2012 Multi-University Training Contest 5
Capturing a country
Time Limit: 2000/1000 MS (Java/Others) Memory Limit: 32768/32768 K (Java/Others)
Problem Description
Ant and Bob two army want to capture a country. The country is consist of N cities. To capture the city i, it takes Ant A[i] minutes, and Bob needs B[i] minutes to capture city i. Due to the similarity of neighboring cities, If the city i and j are neighboring cities, if Ant has captured city i, then the time for Ant to capture city j is A[j]/2. Of course if Ant has captured city j, then the time for Ant to capture city i is A[i]/2. It is the same for Bob. We define the total time to capture a country be the time to capture city 1 + the time to capture city 2 + ... + the time to capture city N. Now we want to know the minimal total time.

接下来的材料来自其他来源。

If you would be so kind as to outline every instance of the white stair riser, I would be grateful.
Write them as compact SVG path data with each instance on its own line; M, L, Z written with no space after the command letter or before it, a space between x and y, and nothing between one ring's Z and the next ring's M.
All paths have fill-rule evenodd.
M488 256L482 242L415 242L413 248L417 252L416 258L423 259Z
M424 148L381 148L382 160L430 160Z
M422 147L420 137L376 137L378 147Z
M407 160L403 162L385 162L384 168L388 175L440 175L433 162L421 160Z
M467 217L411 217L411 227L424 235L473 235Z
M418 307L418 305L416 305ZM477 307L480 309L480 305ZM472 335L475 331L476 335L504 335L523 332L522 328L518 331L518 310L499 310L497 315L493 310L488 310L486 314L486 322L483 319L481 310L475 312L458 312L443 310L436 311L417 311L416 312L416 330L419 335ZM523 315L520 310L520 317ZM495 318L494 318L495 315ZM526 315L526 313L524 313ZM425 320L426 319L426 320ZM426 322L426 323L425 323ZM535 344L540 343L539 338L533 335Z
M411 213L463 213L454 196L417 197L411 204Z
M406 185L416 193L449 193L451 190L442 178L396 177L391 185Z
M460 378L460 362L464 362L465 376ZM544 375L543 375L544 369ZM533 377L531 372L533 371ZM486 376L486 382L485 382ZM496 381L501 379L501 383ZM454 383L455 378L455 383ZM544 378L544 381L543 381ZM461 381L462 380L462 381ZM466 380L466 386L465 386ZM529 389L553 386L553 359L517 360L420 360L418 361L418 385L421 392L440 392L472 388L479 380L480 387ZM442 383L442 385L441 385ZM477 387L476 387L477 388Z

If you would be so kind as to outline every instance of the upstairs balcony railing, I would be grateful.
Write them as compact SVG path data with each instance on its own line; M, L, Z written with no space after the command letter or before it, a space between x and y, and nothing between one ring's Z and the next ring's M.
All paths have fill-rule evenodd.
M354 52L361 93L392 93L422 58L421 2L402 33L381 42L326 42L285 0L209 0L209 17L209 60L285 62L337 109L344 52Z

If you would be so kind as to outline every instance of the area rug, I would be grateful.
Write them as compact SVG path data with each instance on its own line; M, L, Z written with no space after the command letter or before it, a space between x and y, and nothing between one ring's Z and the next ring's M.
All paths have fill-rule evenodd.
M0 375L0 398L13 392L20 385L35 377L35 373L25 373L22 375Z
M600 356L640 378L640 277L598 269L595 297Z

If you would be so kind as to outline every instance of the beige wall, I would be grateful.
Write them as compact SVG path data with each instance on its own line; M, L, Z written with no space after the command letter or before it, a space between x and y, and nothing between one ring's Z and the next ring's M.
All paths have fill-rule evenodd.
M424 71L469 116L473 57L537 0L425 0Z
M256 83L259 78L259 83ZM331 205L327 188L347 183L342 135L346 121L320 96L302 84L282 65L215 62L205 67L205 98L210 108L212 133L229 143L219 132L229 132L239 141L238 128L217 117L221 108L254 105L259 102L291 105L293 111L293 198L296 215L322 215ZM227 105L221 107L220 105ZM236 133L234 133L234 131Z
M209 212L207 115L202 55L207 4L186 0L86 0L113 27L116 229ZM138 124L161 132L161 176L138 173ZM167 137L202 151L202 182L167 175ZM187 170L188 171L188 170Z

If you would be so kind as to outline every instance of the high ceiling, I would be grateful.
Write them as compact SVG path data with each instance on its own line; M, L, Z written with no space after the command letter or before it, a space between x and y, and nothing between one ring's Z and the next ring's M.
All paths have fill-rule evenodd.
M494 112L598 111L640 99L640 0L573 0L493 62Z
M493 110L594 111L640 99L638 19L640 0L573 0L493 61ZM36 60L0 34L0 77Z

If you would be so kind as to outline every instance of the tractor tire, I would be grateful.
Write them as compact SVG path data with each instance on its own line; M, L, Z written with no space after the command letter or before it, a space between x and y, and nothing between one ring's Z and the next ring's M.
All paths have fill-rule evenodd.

For simplicity, we assume that there is only one path to go from one city to another city.
Input
The first line contains a integer N(0<N<100), which is the number of cities.Then following N lines describe A[1], A[2], …, A[N];Then following N lines describe B[1], B[2], …, B[N];Next comes N-1 lines, each contains two integers x, y, meaning that city x and city y are neighboring.
Output
Just output the minimal total time in a single line.
Sample Input
3
1 2 5
3 8 1
1 2
1 3
Sample Output
3
=====================================================================================================
显然题中给图的是一颗树。问题可以抽象成对树的每个点都染色,有两中颜色可以选择。
我们可以知道,如果某一个连通的点集染的是同一种颜色,则这个集合中只要而且必须有一个点取完整的费用,其他的点都只需要对应费用的一半。
状态:dp[i][j][k] (0 <= i <= n, 0<=j<=1, 0 <= k <= 1) 表示以i为根的子树的费用,其中i节点被染成了第j种颜色,且子树中与i染成同一种颜色的与i连通的点集有k个点选取了完整的费用。
若选取1为根节点,则最后需要的结果为: min(dp[1][0][1], dp[1][1][1]}。
状态转移方程:
v为i节点的儿子节点。令 s[j] = sum{min(dp[v][j][0], dp[v][1-j][1])}, t[j] = min{dp[v][j][1] - min(dp[v][j][0], dp[v][1-j][1])};
dp[i][j][0] = cost[i][j]/2 + s[j];
dp[i][j][1] = min(cost[i][j] + s[j], cost[i][j]/2 + s[j] + t[j]);
======================================================================================================
其中,s[j]可以理解为i节点被j攻占时,它的所有儿子节点所花费的最小时间(此时子树中与i联通的点均话费一半费用,也就是还没有“取完整费用的点”)。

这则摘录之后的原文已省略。